The Iraqi people "are growing in optimism and hope," Bush said. "They understand that the violence is only a part of the reality in Iraq. Each day, Iraqis are exercising new freedoms that they were denied for decades."
This active, civic involvement by the Iraqi people, the president noted, has dealt a serious setback to the terrorists. Indeed, they aim, Bush said, "to break the will of America and of the Iraqi people before democracy can take root." This is something the terrorists have tried but failed to achieve before, he added.

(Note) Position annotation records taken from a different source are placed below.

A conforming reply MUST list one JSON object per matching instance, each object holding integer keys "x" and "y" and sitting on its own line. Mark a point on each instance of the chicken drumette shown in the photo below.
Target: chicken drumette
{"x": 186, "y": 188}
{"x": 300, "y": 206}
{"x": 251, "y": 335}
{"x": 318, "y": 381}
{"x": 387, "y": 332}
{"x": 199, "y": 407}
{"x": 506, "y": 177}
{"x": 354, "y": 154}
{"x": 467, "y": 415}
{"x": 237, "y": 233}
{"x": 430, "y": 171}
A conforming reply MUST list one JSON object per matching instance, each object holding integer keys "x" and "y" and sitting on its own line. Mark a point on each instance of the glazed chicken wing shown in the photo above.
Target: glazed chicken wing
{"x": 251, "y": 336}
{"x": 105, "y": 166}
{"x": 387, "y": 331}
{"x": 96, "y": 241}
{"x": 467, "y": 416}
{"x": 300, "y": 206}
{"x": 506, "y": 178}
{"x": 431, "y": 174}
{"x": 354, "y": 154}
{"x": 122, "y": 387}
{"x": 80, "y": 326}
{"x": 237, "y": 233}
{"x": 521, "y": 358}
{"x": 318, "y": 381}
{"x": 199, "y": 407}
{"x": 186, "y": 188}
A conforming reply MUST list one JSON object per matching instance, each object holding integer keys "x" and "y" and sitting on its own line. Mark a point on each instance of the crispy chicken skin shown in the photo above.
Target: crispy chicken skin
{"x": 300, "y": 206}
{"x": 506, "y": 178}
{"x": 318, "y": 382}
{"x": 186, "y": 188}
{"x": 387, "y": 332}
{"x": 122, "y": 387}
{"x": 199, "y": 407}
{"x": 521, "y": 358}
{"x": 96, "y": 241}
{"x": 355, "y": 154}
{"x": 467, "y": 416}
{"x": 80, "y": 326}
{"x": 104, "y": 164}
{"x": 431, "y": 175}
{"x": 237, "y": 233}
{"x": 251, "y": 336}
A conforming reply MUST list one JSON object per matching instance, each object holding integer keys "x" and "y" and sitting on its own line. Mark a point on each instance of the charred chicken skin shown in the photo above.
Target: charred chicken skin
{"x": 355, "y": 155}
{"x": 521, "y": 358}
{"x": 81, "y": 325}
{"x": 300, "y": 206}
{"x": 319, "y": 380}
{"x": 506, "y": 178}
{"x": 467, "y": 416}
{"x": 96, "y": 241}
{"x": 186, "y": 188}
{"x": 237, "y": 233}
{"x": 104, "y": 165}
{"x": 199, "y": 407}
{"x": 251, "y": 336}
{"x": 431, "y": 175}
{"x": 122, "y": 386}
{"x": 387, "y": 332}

For example, Bush said, terrorists tried two years ago to intimidate the Iraqi Governing Council; last year, they tried to delay the transfer of sovereignty to Iraq; and today, they're trying to undermine the new sovereign government, while intimidating Iraqis from joining their country's growing domestic security forces. Yet, Bush said, the terrorists have repeatedly failed to achieve their objectives -- and they continue to fail. "Democracy is moving forward, and more and more Iraqis are defying the terrorists by joining the democratic process," he said.
Bush cited last year's landmark free elections and the formation of a representative Iraqi government. He also mentioned that Iraqis are drafting a new constitution, which will be voted on in a national referendum, and that "new elections will be held [soon] to choose a fully constitutional government."
America's military strategy in Iraq is equally clear, Bush said: "We will train Iraqi security forces so they can defend their freedom and protect their people; and then our troops will return home with the honor they have earned."
Bush said the free world will continue to stand behind the Iraqi people. He noted that representatives of more than 80 countries and international organizations gathered in Brussels, Belgium, this week to discuss how they can assist Iraq. Donor countries also will meet next month to discuss Iraqi reconstruction, Bush said.
"Americans can be proud of all that we and our coalition partners have accomplished in Iraq," the president said. "A democratic Iraq will be a powerful setback to the terrorists who seek to harm our nation. A democratic Iraq will be a great triumph in the history of liberty. And a democratic Iraq will be a source of peace for our children and grandchildren."